Zu einer breit angelegten Diskussionsrunde über nachhaltige Stadtentwicklung hatte die Ratsfraktion der Grünen ins Forum am Südwall eingeladen. Als Lösungsansatz stellten sie an dem Abend ihre in der Fraktion und mit den Bezirksvertretungen entwickelten acht Impulse zur Bewertung von städtebaulichen Entwicklungsprozessen vor und ließen diese auf Herz und Nieren prüfen.

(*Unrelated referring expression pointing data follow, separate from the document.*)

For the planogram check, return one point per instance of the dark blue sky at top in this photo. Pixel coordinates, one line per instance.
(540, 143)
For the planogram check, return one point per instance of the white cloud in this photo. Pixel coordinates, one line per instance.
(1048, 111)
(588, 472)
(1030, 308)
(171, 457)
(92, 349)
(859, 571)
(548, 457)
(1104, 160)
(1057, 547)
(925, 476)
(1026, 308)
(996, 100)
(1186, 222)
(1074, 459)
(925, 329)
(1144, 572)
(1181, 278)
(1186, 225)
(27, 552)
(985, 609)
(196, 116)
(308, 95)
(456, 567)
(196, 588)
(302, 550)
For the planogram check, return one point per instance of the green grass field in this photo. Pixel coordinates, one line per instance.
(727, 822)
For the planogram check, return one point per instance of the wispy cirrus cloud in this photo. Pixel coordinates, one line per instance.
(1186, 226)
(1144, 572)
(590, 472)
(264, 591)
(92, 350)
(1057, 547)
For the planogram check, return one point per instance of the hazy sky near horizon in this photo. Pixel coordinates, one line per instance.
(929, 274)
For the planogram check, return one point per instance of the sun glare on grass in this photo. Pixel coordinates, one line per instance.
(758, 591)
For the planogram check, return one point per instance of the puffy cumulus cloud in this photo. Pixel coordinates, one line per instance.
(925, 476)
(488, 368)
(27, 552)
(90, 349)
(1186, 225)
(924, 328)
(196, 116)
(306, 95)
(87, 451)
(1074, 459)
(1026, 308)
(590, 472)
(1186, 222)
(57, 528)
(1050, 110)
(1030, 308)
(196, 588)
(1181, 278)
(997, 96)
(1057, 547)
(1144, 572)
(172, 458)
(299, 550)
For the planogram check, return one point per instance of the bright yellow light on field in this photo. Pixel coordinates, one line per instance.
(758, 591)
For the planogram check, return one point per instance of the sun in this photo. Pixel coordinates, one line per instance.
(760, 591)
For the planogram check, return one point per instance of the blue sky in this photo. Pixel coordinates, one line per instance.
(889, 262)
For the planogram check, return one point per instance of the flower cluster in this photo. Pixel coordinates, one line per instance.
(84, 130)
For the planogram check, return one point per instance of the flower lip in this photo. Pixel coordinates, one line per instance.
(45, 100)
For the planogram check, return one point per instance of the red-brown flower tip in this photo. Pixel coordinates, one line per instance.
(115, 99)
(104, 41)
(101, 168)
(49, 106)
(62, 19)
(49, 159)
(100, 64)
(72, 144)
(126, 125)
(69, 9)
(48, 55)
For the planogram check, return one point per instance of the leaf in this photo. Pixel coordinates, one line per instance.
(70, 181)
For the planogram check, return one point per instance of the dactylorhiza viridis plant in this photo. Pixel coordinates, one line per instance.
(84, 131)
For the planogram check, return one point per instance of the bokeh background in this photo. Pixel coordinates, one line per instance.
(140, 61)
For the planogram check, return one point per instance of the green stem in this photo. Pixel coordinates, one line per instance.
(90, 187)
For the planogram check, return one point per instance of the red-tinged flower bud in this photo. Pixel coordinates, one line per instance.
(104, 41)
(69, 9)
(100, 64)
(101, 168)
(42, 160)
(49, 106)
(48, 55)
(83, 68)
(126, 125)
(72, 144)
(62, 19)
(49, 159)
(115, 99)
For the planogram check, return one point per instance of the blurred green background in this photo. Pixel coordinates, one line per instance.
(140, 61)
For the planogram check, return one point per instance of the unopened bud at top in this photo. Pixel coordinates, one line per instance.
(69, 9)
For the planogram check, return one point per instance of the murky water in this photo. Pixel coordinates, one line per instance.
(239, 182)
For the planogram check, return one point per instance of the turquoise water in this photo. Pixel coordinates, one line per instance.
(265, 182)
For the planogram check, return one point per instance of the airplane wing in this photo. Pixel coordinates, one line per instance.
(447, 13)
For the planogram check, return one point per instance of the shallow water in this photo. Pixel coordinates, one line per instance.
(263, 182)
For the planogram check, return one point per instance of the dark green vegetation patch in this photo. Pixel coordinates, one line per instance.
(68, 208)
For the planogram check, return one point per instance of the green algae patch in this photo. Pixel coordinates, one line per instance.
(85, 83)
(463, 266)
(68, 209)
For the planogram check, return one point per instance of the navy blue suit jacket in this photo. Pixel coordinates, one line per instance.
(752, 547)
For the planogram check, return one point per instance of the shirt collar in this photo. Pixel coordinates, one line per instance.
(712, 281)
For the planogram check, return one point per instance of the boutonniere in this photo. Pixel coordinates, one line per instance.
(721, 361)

In Dortmund fehlt bezahlbarer Wohnraum
Experten aus Wissenschaft, Planungsbüros und Verwaltung stellten aufbauend auf den Impulsen ihre Ideen vor, wie Dortmund sich auf die anstehenden Herausforderungen im Bereich Bauen, Wohnen und Gewerbe vorbereiten kann. Im Mittelpunkt standen Fragen zur Flächenkonkurrenz für bezahlbaren Wohnraum, gewerbliche Nutzungen und Grünflächen, aber auch Themen wie Mobilität, Resilienz,
Ressourcen und Klimaneutralität, als dauerhafte Anforderungen städtebaulicher Entwicklung im Bestand.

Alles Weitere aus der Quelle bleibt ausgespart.